What Does the Medicaid Eligibility Rule Mean for Low-Income Medicare Beneficiaries and the Medicare Savings Programs (MSPs)?

On September 21, 2023, the Centers for Medicare and Medicaid Services (CMS) finalized a rule that is intended to help low-income Medicare beneficiaries gain access to Medicaid coverage of Medicare premiums and often, cost sharing, through the Medicare Savings Programs. The new Medicaid rule will streamline the Medicaid application process for the Medicare Savings Programs, in part, by further automating the application process for people with Medicare’s Part D Low-Income Subsidy and automatically enrolling some Medicare beneficiaries, including those who receive Supplemental Security Income. After the effects of the rule are fully in place, in 2029, CMS expects the rule to increase enrollment in the Medicare Savings Programs by nearly 1 million. New enrollments include people who enroll in the Medicare Savings Programs because of the rule and additional months of coverage among people who would have enrolled anyway but now face fewer administrative barriers to doing so and gain more months of coverage. The final rule is one component of a larger proposed rule that would make broader changes to Medicaid eligibility.

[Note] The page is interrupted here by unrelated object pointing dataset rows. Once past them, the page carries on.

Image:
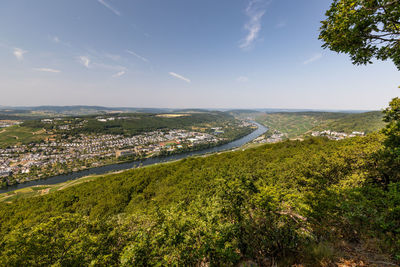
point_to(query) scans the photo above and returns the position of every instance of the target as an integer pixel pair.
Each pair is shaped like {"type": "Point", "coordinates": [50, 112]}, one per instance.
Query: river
{"type": "Point", "coordinates": [129, 165]}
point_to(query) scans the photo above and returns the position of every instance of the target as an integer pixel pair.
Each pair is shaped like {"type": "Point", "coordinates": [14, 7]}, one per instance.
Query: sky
{"type": "Point", "coordinates": [180, 54]}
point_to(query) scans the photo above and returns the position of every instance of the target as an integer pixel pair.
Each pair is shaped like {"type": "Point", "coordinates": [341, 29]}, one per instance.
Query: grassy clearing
{"type": "Point", "coordinates": [20, 135]}
{"type": "Point", "coordinates": [43, 189]}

What do the Medicare Savings Programs cover for low-income Medicare beneficiaries?

Through Medicaid, the Medicare Savings Programs cover premiums and, in most cases, cost sharing for Medicare beneficiaries who meet financial eligibility requirements. The programs provide coverage of Medicare premiums and cost sharing to Medicare beneficiaries with incomes below the federal poverty level ($1,235 for an individual in 2023) and financial resources below 300% of the limit for Supplemental Security Income ($9,090 for an individual in 2023, unlike Supplemental Security Income, asset limits for the Medicare Savings Programs are adjusted for inflation and increase each year). Medicare beneficiaries with incomes between 100% and 135% of the federal poverty level ($1,660 for an individual) who meet the same requirements for financial resources are eligible for coverage of Medicare premiums but only receive coverage of Medicare cost sharing if the state chooses to provide it. The federal eligibility thresholds for the Medicare Savings Programs are minimum levels and states may elect to offer coverage to people with incomes or assets that exceed federal minimums, which had been done by 17 states in 2022. When states expand coverage or eligibility, the federal government continues to pay the federal share of the costs.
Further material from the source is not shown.